Un certain nombre de mesures thérapeutiques validées le plus souvent hors du contexte opératoire, peuvent être mises en œuvre en cas de détresse respiratoire postopératoire. Elles peuvent permettre de passer un cap et d’éviter le recours à la ventilation mécanique invasive. Le choix des traitements doit découler d’une analyse sémiologique et physiopathologique de manière à ce qu’ils soient adaptés à la pathologie responsable de la décompensation. Une difficulté reste cependant de ne pas retarder inutilement l’heure de l’intubation de la trachée.

 


Références :

 1. Mc Crory, C. Brown, SE. Gelfand, PB. Bach. Management of acute exacerbations of COPD. A summary and appraisal of published evidence. Chest, 2001 ;119 :1190-1209.

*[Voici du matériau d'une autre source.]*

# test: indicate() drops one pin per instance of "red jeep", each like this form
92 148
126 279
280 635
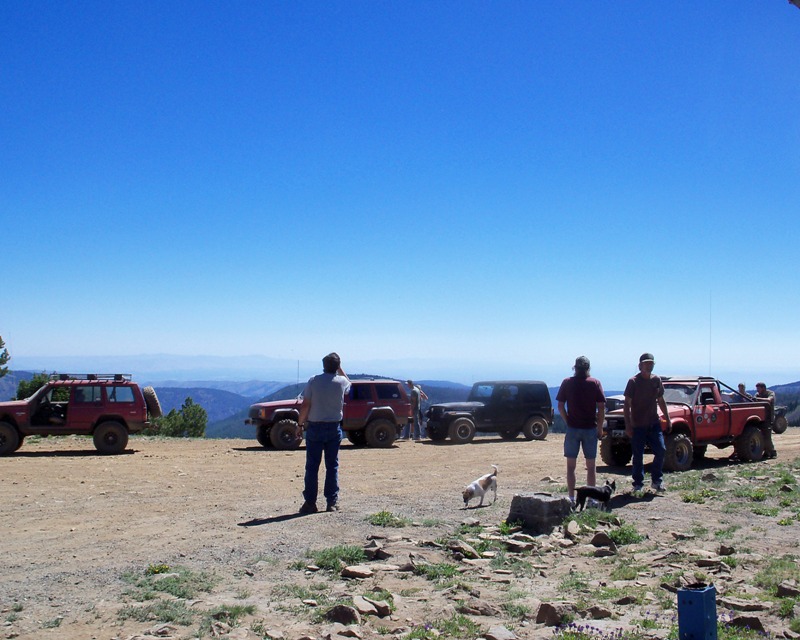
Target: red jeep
375 412
703 411
105 406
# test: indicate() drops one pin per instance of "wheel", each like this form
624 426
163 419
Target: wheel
615 453
462 430
283 434
750 445
700 451
436 432
679 452
262 435
9 439
357 438
110 438
380 433
151 400
535 429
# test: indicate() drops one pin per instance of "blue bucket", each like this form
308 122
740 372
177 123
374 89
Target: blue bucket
697 612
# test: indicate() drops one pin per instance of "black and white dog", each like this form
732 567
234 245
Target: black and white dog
601 494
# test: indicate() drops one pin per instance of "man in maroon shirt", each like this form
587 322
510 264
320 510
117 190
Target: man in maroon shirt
582 406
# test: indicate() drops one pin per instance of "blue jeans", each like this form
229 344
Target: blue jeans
652 436
322 438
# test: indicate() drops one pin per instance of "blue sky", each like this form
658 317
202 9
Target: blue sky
477 189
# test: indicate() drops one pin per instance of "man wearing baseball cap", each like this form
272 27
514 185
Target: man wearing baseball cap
644 394
582 406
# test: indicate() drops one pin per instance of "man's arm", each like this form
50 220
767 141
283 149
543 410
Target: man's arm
628 419
663 405
562 411
601 416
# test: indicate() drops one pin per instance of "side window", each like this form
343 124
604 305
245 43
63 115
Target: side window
387 391
361 392
87 395
119 394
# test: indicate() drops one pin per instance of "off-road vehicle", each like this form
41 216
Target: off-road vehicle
703 412
505 407
375 412
105 406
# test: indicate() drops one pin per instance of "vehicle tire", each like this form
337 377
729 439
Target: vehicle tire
262 435
151 400
110 438
380 433
283 435
436 432
462 430
615 453
750 445
700 451
358 438
679 452
9 439
535 429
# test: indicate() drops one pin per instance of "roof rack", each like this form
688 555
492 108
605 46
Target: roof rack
116 377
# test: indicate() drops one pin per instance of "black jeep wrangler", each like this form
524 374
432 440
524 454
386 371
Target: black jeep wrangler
508 408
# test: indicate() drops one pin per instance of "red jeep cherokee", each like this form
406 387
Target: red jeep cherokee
105 406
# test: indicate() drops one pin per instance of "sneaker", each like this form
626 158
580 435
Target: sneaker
309 507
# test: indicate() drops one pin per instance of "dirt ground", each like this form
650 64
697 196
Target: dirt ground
75 523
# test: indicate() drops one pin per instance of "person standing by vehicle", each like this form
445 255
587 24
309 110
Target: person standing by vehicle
416 395
644 394
582 406
762 393
322 413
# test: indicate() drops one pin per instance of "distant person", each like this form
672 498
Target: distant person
416 395
321 413
644 394
762 393
745 397
582 406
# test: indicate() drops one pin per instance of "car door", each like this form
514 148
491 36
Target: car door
358 403
85 402
711 415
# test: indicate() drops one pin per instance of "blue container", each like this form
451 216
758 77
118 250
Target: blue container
697 612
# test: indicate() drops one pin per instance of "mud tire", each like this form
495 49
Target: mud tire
151 400
283 435
679 453
462 430
535 429
110 438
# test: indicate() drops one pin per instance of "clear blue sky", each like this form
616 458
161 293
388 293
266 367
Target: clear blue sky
476 186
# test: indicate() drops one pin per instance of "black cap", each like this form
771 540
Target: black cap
582 363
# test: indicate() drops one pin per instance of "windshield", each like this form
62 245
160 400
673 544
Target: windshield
481 392
683 393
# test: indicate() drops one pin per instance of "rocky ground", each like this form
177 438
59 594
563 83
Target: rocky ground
201 538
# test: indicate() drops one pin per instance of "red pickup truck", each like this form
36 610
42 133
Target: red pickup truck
703 412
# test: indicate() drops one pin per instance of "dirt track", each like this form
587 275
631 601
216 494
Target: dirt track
74 522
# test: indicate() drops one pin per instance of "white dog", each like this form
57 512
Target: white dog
480 487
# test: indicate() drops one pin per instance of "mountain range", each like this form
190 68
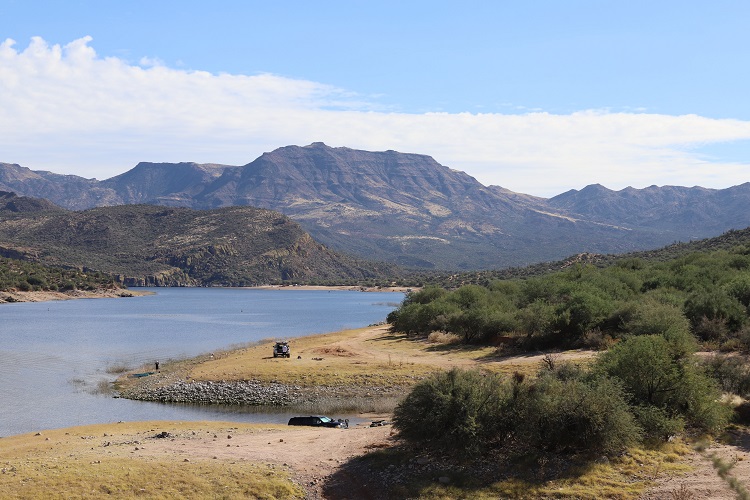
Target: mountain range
407 208
151 245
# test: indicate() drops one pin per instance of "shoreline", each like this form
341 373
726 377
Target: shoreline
48 296
11 297
352 288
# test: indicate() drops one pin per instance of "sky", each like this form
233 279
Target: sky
537 96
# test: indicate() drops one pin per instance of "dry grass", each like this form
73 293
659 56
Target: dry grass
102 460
366 357
626 477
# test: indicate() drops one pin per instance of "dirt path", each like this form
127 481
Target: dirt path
312 455
704 481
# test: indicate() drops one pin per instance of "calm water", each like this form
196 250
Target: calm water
54 355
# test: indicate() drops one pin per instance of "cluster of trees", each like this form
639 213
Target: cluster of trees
705 293
646 388
28 276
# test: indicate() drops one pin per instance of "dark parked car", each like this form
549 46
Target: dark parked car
281 349
318 421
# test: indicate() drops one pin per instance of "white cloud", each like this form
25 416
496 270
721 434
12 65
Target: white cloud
68 110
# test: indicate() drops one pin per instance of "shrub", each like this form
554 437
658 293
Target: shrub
456 410
662 373
656 423
731 372
577 415
564 410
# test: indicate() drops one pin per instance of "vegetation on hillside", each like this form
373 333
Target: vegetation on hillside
728 241
649 316
159 246
703 293
17 275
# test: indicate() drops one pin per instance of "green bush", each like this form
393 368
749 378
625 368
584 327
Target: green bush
457 410
656 423
575 414
563 411
660 372
731 372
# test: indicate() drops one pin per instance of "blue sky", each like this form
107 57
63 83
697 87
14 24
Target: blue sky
538 96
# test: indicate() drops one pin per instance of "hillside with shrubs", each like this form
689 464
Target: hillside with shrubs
647 317
24 276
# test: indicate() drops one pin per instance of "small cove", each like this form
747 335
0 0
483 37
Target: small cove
55 355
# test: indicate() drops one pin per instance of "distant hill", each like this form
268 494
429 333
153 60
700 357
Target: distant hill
166 246
408 209
10 202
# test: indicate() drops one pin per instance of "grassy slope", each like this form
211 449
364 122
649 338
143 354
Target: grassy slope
103 460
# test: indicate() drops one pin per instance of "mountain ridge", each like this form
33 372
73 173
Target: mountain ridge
408 209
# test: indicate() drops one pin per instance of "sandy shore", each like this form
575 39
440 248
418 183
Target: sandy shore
355 288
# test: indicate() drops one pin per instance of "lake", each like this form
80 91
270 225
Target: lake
55 355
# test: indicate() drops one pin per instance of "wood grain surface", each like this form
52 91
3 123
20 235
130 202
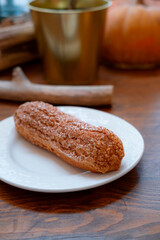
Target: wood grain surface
128 208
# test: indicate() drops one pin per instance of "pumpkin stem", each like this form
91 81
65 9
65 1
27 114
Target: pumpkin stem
140 2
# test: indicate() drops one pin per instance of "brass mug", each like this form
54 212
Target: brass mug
69 39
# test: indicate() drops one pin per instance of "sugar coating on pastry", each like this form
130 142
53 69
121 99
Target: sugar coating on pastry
92 148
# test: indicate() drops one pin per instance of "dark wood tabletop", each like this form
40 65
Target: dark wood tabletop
128 208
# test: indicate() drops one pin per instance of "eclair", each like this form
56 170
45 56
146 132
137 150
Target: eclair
80 144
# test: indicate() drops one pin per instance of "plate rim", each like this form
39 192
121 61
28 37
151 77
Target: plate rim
76 189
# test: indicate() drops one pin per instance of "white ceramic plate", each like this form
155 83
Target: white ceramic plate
29 167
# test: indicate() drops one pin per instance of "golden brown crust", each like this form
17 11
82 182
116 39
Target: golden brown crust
85 146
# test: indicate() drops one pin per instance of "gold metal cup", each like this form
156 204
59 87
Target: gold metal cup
69 39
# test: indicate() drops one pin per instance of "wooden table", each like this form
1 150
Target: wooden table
128 208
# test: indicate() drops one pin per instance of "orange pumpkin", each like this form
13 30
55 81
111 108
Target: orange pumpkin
132 36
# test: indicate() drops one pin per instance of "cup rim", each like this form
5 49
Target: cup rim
69 11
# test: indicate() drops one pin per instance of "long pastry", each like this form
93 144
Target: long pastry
80 144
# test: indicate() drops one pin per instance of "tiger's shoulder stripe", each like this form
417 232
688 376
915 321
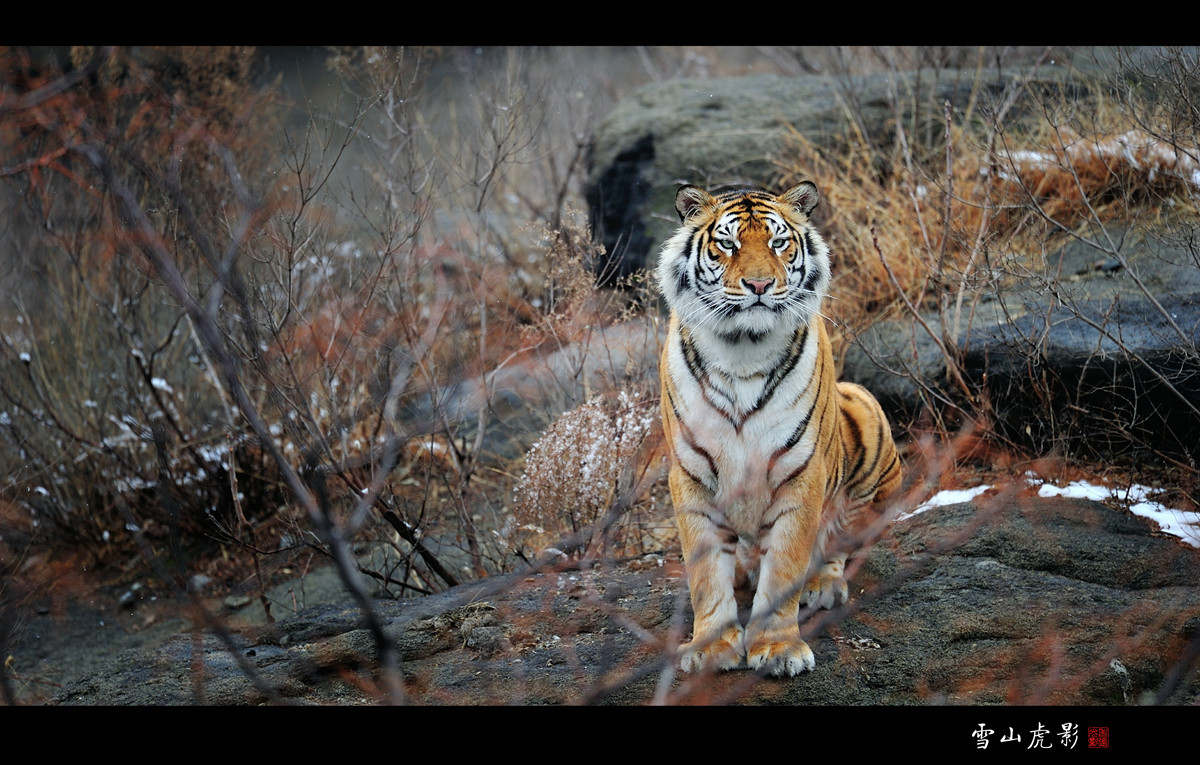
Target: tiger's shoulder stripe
769 453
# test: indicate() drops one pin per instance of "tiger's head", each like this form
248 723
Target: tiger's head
744 263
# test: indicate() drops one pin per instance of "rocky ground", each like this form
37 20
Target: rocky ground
1006 600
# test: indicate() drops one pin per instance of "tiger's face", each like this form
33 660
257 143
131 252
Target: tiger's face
744 263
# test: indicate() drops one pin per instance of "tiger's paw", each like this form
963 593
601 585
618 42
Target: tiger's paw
828 588
723 652
781 657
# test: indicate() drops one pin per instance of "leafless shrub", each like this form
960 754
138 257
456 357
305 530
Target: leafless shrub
946 235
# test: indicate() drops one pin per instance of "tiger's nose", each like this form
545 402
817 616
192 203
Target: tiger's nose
760 287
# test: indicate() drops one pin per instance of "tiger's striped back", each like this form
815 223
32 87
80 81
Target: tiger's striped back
769 455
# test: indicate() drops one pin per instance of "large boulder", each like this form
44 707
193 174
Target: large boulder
731 131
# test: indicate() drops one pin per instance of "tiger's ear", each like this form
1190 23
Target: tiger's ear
691 199
804 197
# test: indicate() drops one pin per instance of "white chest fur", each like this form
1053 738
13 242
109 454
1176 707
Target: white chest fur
747 408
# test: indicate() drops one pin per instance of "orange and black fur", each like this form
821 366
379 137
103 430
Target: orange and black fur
769 455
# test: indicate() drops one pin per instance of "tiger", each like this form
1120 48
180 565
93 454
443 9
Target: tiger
769 456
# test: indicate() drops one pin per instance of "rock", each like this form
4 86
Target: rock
1075 357
727 131
1005 600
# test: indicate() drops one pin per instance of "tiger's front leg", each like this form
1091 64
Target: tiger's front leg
773 634
709 554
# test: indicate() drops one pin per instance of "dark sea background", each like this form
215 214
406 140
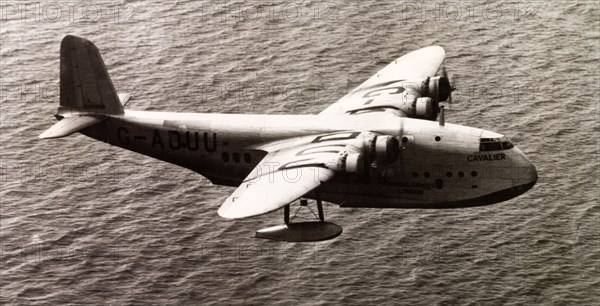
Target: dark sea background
85 223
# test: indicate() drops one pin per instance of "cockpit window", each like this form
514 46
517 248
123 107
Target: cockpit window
495 144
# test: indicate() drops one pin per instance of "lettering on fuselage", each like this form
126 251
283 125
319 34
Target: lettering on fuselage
174 140
486 157
414 188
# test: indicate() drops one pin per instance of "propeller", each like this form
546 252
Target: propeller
452 85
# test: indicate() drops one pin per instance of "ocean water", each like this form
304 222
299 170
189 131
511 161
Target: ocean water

2. Gerbeaux P., Gainnier M.,  Boussugues A., Rakotonirina J., Nelh P., Torro D., JM Arnal, Ph Jean. Use of heliox in patients with severe exacerbation of chronic obstructive pulmonary disease. Crit Care Med, 2001;29:2322-2324.

3. Overend TJ., Anderson CM., Lucy SD., Bhatia C., Jonsson BI., Timmermans C. The effects of incentive spirometry on postoperative pulmonary complications. Chest, 2001;120:971-978.

 4. Auriant I., Jallot A., Hervé P., Cerrina J., Le Roy Ladurie F., Lamet Fournier J., Lescot B., Parquin F. Non invasive ventilation reduces mortality in acute respiratory failure following lung resection. Am. J. Respir. Crit. Care Med., 2001,164:1231-1235.

 5. Roe PG., Jones JG. Causes of oxyhaemoglobin saturation instability in the postoperative period. Br J Anaesth 1993 ;71 :481-487.

 6. Duncan SR., Negrin RS., Mihm FG., Guilleminault C., Raffin TA. Nasal continuous positive airway pressure in atelectasis. Chest 19987 ;92 :621-624.

 7. Craig D. Postoperative recovery of pulmonary function. Anesth. Analg., 198160:46-52.

 8. Kindegen-Milles D., Buhl R., Gabriel A., Bohner H., Müller E. Nasal continuous positive airway pressure. A method to avoid endotracheal reintubation in postoperative high-risk patients with severe non hypercapnic oxygenation failure. Chest, 2000;117:1106-1111.